EE.UU. e Israel han asestado este fin de semana un duro golpe a la cúpula de gobierno de Irán en una serie de ataques masivos por todo el territorio que han acabado con la vida del ayatolá Alí Jamenei, quien ostentaba el cargo de líder supremo desde 1989.
Esta operación militar ha obligado al régimen de Teherán a abrir un escenario de transición en el que ha nombrado un consejo interino para liderar el país, formado por el ayatolá Alireza Arafi —que pasa a ser el líder supremo de forma provisional—, el presidente iraní, Masud Pezeshkian, y el jefe del Poder Judicial iraní, Golamhosein Mohseni Eyei.
Sobre ellos se ha referido este domingo el presidente de Estados Unidos, Donald Trump: “Quieren hablar y he accedido a hablar.
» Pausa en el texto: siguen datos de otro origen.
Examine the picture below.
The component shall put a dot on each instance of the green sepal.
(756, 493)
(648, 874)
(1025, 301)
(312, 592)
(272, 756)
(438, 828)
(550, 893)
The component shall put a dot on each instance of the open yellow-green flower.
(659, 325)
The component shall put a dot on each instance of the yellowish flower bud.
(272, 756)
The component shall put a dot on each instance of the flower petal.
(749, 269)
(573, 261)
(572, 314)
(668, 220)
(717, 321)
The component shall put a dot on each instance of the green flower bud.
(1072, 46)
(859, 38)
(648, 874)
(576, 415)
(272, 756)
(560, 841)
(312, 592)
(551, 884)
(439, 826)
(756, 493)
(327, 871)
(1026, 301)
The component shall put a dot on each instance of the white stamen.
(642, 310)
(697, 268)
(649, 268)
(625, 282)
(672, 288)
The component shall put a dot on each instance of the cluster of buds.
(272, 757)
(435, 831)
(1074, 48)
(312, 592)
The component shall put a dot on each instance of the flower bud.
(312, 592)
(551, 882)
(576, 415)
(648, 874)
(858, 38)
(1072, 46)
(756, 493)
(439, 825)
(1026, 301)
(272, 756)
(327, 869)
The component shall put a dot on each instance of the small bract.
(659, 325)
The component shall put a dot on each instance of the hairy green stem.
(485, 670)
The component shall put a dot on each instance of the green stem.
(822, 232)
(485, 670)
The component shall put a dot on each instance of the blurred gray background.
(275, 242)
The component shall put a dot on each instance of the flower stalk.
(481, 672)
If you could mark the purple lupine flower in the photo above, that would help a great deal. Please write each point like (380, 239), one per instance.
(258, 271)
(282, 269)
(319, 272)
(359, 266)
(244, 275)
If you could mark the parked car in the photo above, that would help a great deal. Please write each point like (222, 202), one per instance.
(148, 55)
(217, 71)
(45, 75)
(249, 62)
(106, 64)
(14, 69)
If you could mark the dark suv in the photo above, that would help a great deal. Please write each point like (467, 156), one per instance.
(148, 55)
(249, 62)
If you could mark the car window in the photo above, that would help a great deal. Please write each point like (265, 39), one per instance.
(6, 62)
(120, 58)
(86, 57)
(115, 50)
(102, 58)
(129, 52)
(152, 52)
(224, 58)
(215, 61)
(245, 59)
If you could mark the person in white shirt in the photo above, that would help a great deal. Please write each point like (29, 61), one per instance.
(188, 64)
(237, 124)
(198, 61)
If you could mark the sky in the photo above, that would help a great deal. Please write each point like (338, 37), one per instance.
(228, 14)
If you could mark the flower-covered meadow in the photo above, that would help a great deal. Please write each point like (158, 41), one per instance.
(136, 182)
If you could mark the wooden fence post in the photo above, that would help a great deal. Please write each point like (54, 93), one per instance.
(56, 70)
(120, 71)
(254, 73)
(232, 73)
Tendrían que haberlo hecho antes. Han esperado demasiado”, ha afirmado en una entrevista telefónica con la revista The Atlantic.
Según ha revelado Trump en otra conversación con Fox News, la ofensiva estadounidense e israelí —bautizada por Washington con el nombre de ‘Furia épica’— va “muy adelantada”, más rápida de lo previsto. Además, ha presumido del daño que su país ha infligido a Teherán tras haber matado a 48 dirigentes iraníes y destruido nueve buques de guerra.
La República Islámica prometió venganza tras la muerte de Jamenei, unas amenazas sobre las que Trump ya ha advertido que si las cumplen, “los golpearemos con una fuerza nunca antes vista”, proclamó en su red Truth Social. Este domingo, el primer ministro israelí, Benjamin Netanyahu, ha avisado en un vídeo grabado que la ofensiva israelí en Irán aumentará de forma significativa “durante los próximos días”. Respecto a cuándo terminará, Trump calcula que “durará más o menos cuatro semanas. Es un país grande y, por intensa que sea la operación, durará alrededor de cuatro semanas... o incluso menos”, ha dicho en declaraciones al Daily Mail.